US court relieves Xiaomi from Trump's blacklist

Xiaomi gets relief as a court temporarily removed the smartphone maker from the United States government's blacklist invoked by Trump's administration. The blacklist had barred Americans from investing in Xiaomi.

In Washington, the US District Judge Rudolph Contreras ruled that Defence and Treasury departments "have not made the case that the national security interests at stake here are compelling". He issued a preliminary injunction removing Xiaomi from the blacklist and suspended the ban on US investors buying the company's securities.

Days before leaving office, Trump issued a series of announcements targeting Chinese firms including Xiaomi, Chinese National Offshore Oil Corporation and social media platform TikTok, intensifying the trade war between the two nations.

Xiaomi said that Washington's move to blacklist the firm were "incorrect" and had "deprived the company of legal due process," in an appeal it filed in January.
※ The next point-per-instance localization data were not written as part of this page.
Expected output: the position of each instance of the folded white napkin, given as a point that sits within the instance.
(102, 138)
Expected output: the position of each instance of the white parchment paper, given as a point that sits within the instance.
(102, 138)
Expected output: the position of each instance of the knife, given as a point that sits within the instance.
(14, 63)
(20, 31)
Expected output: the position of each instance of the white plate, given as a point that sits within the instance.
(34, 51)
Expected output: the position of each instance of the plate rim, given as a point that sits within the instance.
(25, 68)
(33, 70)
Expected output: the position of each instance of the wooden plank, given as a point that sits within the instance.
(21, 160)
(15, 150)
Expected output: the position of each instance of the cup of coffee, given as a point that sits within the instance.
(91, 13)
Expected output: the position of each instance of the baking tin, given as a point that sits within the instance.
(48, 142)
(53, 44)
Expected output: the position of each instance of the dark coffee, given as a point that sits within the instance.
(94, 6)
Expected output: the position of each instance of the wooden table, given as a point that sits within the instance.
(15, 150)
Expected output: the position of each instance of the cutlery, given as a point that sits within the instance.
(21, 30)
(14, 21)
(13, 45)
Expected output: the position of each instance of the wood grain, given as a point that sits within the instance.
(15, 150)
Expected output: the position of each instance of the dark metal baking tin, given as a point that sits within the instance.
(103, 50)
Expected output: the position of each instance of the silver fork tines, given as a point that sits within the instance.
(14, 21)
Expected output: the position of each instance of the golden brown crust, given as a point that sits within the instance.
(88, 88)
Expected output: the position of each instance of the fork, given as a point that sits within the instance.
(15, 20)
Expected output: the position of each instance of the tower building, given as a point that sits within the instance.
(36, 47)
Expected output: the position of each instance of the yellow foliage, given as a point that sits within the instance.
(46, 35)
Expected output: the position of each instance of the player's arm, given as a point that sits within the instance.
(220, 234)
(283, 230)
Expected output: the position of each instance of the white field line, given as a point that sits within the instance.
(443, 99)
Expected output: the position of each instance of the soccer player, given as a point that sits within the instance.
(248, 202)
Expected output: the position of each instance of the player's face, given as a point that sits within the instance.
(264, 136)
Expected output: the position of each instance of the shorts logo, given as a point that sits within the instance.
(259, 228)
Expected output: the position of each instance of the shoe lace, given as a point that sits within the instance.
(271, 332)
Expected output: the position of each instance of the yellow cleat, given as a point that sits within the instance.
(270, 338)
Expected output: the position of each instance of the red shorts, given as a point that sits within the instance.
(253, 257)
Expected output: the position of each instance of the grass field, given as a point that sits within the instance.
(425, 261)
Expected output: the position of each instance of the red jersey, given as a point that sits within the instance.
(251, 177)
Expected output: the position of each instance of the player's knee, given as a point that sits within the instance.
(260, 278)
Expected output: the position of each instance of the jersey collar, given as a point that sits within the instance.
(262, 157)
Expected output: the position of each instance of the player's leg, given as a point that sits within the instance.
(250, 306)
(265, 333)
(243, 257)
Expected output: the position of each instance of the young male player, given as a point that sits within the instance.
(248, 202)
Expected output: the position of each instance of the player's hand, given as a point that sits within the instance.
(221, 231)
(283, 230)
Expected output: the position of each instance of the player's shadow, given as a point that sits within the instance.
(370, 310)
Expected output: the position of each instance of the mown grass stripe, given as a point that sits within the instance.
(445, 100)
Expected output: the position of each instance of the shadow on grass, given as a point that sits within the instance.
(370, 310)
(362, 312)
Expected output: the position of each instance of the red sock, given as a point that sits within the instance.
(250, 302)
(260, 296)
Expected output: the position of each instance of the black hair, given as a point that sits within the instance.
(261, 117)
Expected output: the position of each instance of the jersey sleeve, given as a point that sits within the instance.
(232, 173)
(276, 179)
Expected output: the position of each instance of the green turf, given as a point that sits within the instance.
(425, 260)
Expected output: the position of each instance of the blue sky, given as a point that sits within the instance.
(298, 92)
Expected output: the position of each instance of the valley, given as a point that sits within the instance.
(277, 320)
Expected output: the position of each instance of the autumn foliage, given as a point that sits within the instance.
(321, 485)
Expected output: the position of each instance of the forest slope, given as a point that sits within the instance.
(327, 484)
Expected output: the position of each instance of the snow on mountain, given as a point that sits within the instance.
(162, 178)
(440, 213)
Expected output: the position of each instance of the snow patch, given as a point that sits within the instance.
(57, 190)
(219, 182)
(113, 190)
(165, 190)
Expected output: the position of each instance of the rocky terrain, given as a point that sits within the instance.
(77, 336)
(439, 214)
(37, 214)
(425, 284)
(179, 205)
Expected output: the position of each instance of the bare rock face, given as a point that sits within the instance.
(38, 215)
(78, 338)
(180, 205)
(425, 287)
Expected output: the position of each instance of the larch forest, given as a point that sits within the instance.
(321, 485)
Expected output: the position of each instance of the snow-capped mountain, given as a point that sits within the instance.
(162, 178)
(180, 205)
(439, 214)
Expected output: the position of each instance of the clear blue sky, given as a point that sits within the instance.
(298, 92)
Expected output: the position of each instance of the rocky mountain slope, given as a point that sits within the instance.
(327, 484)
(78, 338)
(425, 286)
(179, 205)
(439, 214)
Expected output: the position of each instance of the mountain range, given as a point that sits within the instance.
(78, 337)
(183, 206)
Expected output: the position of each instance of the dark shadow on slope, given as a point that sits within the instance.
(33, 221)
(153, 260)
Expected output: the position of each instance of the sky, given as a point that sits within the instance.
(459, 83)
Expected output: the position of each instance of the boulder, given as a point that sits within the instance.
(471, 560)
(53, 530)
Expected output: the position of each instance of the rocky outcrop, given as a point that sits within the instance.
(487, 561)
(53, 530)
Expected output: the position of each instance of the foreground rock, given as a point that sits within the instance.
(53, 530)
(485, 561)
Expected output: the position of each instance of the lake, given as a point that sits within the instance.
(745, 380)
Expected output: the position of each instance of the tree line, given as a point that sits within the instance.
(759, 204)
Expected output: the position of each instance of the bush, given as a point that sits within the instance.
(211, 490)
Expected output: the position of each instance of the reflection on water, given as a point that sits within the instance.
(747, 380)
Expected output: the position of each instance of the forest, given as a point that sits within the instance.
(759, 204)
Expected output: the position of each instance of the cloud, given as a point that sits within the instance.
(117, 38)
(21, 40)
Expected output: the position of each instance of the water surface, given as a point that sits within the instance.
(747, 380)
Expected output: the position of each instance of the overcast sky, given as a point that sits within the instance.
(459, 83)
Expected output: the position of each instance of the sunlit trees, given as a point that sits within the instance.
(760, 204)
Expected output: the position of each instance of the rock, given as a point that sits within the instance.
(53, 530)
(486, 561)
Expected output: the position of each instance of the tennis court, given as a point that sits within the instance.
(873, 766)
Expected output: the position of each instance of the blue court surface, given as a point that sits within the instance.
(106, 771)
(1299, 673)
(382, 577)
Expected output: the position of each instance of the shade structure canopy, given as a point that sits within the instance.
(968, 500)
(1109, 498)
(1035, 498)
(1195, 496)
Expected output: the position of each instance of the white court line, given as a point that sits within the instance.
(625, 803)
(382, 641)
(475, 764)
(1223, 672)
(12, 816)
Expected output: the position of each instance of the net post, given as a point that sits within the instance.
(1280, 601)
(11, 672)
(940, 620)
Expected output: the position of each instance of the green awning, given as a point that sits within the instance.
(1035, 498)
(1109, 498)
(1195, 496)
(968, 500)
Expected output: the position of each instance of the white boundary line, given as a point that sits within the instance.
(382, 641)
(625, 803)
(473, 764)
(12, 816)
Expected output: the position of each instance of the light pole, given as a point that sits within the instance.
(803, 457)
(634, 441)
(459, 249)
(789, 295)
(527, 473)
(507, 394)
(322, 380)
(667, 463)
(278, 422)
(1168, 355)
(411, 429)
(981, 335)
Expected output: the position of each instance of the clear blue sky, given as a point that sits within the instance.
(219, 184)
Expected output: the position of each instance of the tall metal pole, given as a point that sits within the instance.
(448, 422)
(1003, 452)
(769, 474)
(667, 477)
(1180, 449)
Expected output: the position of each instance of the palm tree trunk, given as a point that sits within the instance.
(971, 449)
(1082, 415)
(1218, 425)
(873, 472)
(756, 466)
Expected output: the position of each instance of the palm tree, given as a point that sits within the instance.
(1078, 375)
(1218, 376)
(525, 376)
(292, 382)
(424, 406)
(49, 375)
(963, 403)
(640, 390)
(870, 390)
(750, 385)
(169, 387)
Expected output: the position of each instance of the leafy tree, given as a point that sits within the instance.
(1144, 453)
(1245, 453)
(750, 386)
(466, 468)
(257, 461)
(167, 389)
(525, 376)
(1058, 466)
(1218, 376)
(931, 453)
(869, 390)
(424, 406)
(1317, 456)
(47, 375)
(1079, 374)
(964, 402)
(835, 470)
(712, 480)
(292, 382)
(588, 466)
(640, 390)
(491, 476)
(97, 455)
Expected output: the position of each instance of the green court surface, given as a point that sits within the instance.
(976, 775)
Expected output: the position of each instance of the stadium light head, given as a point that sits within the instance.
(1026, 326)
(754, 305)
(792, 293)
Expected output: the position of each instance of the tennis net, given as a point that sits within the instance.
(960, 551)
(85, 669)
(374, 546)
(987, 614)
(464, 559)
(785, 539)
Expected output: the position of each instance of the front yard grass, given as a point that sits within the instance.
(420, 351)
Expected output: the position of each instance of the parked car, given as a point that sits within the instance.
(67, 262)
The US court judgement came the same day the US regulators deemed Huawei and ZTE of Chinese telecom gear firms a threat to national security. Last month, Huawei's chief and founder Ren Zhengfei met US president Joe Biden to release sanctions introduced by Trump's administration. Huawei has been at the centre of the Sino-American rivalry in recent years, rooted in trade and technology.

Xiaomi was one of nine firms classified by the Pentagon as "Communist Chinese military companies". At the same time, Washington claimed that Huawei has close ties to China's military and that Beijing could use its equipment for espionage, which Huawei denied.